Masashi Nakagome and Bruce Ly have spent over a year bringing their unique vision of a coffee shop to life. With doors open for only six months, it's not surprising to learn that Neo Coffee Bar is the culmination of more than two decades of combined cafe experience. If Neo means new, know that this Fredrick Street establishment—still in it's infancy— rests on a solid foundation.
Upon talking with Bruce and Masashi, it seems there were three major requirements for their space: a stage for coffee to be prepared and presented, a bakery visible to patrons, and open seating near the bar, which encourages customers to engage with one another. In actuality, these features of the shop elicit an effortless transparency. Visitors intentionally bear witness to Neo's particular brand of mise en place. Whether it's behind the bar, or in the bakery, every countertop is spotless—every ingredient and tool has its rightful home.

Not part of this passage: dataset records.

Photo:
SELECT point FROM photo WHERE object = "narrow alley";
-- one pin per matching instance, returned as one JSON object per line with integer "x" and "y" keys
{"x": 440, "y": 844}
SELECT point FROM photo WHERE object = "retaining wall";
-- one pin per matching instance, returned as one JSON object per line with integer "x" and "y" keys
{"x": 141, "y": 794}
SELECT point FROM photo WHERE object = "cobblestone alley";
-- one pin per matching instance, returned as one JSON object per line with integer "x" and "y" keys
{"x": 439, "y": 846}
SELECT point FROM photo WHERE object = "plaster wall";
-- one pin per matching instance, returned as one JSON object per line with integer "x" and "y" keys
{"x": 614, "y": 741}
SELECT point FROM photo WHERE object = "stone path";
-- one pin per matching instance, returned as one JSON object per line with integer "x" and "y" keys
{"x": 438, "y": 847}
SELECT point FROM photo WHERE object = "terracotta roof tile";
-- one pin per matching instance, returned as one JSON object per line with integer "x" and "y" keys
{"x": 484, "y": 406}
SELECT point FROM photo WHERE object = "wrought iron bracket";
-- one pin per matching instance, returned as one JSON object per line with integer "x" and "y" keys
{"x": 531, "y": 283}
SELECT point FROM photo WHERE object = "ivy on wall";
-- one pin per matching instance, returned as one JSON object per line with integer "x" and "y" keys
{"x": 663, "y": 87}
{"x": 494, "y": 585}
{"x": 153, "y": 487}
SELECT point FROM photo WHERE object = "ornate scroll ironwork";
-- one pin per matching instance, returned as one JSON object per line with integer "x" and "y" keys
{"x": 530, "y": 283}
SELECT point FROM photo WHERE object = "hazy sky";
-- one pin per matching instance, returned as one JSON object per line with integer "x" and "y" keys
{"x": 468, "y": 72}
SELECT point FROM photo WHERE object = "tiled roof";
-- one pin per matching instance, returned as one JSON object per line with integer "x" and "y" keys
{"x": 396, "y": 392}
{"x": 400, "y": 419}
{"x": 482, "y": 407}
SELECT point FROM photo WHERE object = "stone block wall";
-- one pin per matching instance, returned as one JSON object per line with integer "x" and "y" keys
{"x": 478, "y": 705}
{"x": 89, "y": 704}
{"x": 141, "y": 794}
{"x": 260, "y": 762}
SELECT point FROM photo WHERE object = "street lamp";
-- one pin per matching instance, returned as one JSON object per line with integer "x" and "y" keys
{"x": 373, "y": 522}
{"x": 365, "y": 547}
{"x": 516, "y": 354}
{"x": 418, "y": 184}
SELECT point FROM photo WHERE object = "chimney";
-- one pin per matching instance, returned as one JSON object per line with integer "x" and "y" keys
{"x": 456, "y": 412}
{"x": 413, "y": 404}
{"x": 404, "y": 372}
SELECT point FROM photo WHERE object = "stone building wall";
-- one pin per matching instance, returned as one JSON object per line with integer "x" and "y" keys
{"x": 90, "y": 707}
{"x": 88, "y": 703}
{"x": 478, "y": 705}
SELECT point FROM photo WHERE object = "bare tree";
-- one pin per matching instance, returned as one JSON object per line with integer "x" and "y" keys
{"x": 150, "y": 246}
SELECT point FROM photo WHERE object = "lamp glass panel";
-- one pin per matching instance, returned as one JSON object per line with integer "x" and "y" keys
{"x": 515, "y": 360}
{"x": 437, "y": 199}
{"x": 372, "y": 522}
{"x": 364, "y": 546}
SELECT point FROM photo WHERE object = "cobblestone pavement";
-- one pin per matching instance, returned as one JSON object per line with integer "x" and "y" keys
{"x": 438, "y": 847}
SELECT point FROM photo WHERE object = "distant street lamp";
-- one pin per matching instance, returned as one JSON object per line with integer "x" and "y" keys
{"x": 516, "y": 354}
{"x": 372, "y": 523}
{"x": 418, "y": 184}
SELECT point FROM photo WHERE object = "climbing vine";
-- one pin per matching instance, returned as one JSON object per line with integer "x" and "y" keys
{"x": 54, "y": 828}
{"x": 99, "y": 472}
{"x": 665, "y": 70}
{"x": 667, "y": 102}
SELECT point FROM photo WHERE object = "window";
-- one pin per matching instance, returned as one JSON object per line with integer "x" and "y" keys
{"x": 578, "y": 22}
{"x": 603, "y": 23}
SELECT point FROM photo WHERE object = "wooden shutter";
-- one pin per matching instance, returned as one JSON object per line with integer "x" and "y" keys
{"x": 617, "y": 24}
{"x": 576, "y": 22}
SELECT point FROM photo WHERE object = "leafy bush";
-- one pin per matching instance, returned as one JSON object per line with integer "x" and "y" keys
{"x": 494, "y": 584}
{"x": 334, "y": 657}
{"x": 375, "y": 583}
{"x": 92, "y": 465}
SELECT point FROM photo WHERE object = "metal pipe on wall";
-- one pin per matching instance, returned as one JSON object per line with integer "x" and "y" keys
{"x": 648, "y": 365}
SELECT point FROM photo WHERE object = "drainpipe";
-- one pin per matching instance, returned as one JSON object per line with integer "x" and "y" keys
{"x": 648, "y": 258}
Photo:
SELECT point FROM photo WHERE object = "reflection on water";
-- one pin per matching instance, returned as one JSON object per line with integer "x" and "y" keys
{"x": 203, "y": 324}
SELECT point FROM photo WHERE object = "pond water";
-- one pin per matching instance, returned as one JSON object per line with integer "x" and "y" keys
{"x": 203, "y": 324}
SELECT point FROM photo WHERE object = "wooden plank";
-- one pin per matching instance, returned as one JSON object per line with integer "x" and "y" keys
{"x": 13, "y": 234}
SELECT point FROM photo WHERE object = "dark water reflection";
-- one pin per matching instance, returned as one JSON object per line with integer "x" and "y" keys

What separates Neo Coffee Bar from the rest is their focus on pastry. Seasoned baker Masashi, formerly of Manic and Nadege, has graced Toronto with a unique set of desserts to pair with coffee. Neo specializes in Japanese Roll Cake: a French pastry that was adapted by Japanese bakers to have less butter and less sugar. The resulting fluffiness makes "one slice taste like you'd like another," as Masashi so accurately shared.
Lined up perfectly in the pastry case—and constructed like works of art—Neo's Japanese roll cakes boast flavors like Matcha White Chocolate, Dark Chocolate Truffle, Shingen and London Fog. There is something for every palate to enjoy and explore—making it even harder for customers not to indulge in that irresistible second piece.
Neo is a multi-roaster. Their coffee program is particularly interesting in that they maintain a steady supply of beans from Toronto's de Mello Palheta, while also bringing in a guest roaster each month. Parlor Coffee from Brooklyn, Elm Coffee Roasters of Seattle, 49th Parallel from Vancouver and Onibus Coffee of Japan have all made their way into Neo Coffee Bar's hoppers. Each visiting roaster only sends along coffees that best showcase their talent. In this way, Neo achieves a nice balance between honoring the local while embracing the diversity that roasters from other cities can bring to the table.
Using the right ingredients has been paramount for both Masashi and Bruce. In the bakery, as behind the coffee bar, most everything—from the eggs, to the flours and milk—is wholesome and organic. Spending time at Neo and chatting with the owners about the shop they built, their history and their daily processes, it becomes clear that they themselves are ingredients that need not be overlooked. Bruce and Masashi's friendly, welcoming personalities along with their dedication to their craft are a huge part of what makes Neo Coffee Bar so lovely.